Publication Title

“Optimisation of Parameters for the Assessment of Unclassified Disease Gene Sequence Variants"

Authors

“Jennifer D. Warrender, Daniel C. Swan, Ciaron McAnulty"

Abstract

“Bioinformatics tools are routinely employed to assess the clinical significance of unclassified missense variants identified following mutation screening. There are a wide variety of ‘Pathogenic or Not’ (PON) tools available some of which require a Multiple Sequence Alignment (MSA) of the gene in question to give the best results. We have investigated the production of qualitatively ‘best’ MSAs and a number of PON tools to determine practices that can be used to maximise the quality of PON predictor results. To optimise parameters for the PON predictors, we used four approaches.

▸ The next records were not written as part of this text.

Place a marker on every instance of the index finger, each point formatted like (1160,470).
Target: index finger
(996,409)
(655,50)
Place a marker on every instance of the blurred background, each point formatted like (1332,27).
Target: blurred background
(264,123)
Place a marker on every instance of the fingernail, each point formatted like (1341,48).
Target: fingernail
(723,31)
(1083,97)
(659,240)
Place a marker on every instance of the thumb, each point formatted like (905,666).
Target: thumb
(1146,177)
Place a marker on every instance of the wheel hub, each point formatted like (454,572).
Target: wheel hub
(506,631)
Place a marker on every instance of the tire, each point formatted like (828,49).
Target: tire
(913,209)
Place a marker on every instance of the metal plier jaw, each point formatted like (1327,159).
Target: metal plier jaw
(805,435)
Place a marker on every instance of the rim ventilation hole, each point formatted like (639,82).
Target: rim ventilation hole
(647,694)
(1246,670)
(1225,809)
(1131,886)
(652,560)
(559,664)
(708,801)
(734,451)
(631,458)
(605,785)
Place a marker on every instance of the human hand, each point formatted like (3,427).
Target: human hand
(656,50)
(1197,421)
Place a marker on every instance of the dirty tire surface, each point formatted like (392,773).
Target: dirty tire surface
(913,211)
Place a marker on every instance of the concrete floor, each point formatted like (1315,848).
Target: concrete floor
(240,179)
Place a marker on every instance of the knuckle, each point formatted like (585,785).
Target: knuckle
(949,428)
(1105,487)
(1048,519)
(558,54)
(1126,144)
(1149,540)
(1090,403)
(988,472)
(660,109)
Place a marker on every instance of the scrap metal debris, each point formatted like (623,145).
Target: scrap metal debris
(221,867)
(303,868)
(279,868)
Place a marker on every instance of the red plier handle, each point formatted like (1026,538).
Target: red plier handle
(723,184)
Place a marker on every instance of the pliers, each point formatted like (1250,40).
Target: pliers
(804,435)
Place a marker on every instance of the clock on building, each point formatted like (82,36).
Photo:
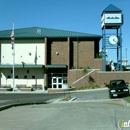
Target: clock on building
(113,39)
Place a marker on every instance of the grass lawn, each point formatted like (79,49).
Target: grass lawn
(127,99)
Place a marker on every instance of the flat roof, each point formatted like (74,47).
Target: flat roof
(2,66)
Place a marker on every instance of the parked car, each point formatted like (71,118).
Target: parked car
(108,68)
(118,88)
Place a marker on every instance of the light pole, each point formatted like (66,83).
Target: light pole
(126,56)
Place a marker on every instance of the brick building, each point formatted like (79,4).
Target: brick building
(56,52)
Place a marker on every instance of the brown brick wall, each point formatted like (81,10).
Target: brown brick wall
(99,77)
(98,64)
(63,55)
(85,54)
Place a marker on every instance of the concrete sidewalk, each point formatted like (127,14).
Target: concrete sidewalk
(65,116)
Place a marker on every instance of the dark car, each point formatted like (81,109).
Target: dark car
(118,88)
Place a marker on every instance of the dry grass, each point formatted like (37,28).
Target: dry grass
(67,98)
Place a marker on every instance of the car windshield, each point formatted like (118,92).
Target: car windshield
(119,83)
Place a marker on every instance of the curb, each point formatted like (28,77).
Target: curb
(19,104)
(125,103)
(60,100)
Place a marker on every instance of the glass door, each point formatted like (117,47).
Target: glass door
(57,82)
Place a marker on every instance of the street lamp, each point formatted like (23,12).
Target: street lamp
(126,56)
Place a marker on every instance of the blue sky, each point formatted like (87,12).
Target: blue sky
(73,15)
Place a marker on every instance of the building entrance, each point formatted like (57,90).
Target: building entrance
(57,82)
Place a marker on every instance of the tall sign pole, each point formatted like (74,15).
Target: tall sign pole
(13,48)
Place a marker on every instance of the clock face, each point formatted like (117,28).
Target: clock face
(113,39)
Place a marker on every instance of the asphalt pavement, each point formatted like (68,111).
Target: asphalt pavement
(81,113)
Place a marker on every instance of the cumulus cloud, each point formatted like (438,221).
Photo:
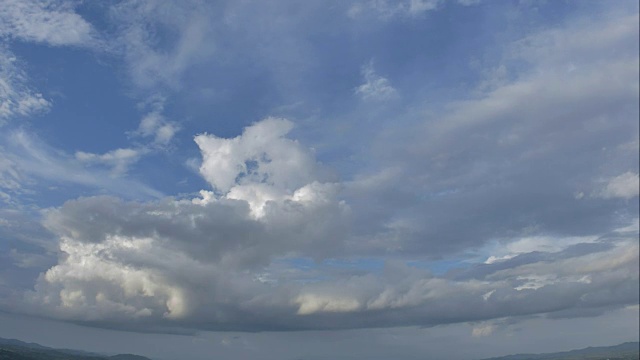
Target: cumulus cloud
(375,87)
(488,176)
(27,161)
(150,65)
(386,10)
(118,159)
(50,22)
(16,97)
(622,186)
(201,262)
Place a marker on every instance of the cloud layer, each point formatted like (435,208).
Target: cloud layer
(515,196)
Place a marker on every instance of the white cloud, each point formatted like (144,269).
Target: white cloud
(483,330)
(386,9)
(16,98)
(30,162)
(375,87)
(199,262)
(155,125)
(152,66)
(625,186)
(261,154)
(119,159)
(51,22)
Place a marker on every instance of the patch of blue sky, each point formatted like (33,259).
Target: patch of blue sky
(90,116)
(440,267)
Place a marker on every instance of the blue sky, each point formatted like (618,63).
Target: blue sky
(287,175)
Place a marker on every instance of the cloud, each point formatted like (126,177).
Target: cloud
(153,66)
(16,98)
(119,159)
(622,186)
(388,9)
(50,22)
(375,86)
(28,162)
(201,263)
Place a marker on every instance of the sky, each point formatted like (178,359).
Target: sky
(315,180)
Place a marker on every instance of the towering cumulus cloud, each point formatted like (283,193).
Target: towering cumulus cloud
(181,259)
(226,259)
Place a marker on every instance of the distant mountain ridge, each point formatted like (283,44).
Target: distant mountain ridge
(12,349)
(625,351)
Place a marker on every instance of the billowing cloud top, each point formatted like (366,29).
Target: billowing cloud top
(416,189)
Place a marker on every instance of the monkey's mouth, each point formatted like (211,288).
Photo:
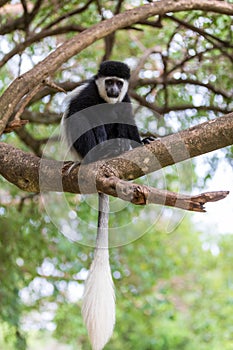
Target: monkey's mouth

These included: Investigation into which of the seven MSA tools (ClustalW, DIALIGN, HMMER, MAFFT, MUSCLE, SAM, T-Coffee) gave the best quality alignment by using known MSA Benchmarks (BAliBASE and PREFAB); Obtaining control data (known variants for test genes); Investigation of six PON predictors (AlignGVGD, MAPP, PolyPhen, PMut, SIFT, SNPS&GO) and the best thresholds for AlignGVGD and PolyPhen PON predictions; Investigation into the optimal MSAs for each PON tool and the idea of a generic optimal MSA using combinations of different phylogenetic species data and scored with Matthew's Correlation Coefficient (MCC). We draw a number of conclusions from this work including rules on selecting the best MSA tools, thresholds for AlignGVGD and PolyPhen, rules for selecting representative sequences to build MSAs and the dependence on the disease gene for performance of the PON tools. From this work we can conclude that predictions based on custom MSAs in conjunction with these PON predictors should be interpreted with caution given the confidence levels we have seen with our data sets."

Reference

"J. D. Warrender, D. C Swan and C. McAnulty. Optimisation of Parameters for the Assessment of Unclassified Disease Gene Sequence Variants. ACC/CMGS Spring Meeting, 2011."